(Opini) Rente Impor Bawang Putih
Komisi Pemberantasan Korupsi menetapkan enam tersangka dalam kasus dugaan suap izin impor bawang putih.
Seperti kasus suap impor pangan sebelumnya, selain ada pihak swasta sebagai penyuap, kasus ini diduga melibatkan birokrat yang berwenang menerbitkan izin impor. Pertanyaannya, mengapa pengusaha atau swasta sebagai calon importir harus menyuap?
Disparitas harga yang amat besar membuat bawang putih menjadi ajang bisnis dan perburuan para pemburu rente.

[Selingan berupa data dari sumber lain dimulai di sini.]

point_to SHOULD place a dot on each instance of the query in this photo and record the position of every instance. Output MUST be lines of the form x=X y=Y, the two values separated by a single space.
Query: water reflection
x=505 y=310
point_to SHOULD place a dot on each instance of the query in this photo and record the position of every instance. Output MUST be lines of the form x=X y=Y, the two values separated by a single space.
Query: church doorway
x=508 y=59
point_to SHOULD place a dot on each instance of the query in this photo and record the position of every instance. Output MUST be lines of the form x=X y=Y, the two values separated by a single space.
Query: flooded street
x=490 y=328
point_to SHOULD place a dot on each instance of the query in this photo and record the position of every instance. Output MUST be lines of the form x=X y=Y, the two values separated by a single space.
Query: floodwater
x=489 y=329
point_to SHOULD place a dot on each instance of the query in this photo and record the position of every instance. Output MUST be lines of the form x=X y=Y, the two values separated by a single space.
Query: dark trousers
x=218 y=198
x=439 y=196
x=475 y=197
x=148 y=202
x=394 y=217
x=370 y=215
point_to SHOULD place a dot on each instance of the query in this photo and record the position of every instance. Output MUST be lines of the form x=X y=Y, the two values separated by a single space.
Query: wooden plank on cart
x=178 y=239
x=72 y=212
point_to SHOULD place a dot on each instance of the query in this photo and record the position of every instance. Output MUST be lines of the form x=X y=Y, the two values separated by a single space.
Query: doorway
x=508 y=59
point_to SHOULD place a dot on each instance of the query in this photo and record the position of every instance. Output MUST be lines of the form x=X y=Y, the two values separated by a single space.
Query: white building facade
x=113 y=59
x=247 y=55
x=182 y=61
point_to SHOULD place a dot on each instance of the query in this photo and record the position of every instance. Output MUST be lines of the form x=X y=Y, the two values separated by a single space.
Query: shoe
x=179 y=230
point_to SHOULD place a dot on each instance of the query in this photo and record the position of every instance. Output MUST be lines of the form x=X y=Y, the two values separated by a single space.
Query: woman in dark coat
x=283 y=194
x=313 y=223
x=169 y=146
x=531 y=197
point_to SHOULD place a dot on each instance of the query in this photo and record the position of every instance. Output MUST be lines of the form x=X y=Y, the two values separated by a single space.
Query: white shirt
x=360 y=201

Lebih dari itu, sebagai pengendali dan penguasa pasokan bawang putih di pasar, pemburu rente bisa memainkan harga seperti roller coaster. Disparitas harga yang eksesif dan volume yang besar tak hanya memberikan keuntungan luar biasa bagi penerima kuota impor tapi juga memberi insentif bagi calon penerima kuota untuk menyuap dalam jumlah yang amat besar agar bisnisnya mulus.
Untuk memacu keuntungan, importir bahkan mempraktikkan kartel. Praktik kartel oleh 19 importir bawang putih ini pernah diputus oleh Komisi Pengawas Persaingan Usaha (KPPU) pada 2014.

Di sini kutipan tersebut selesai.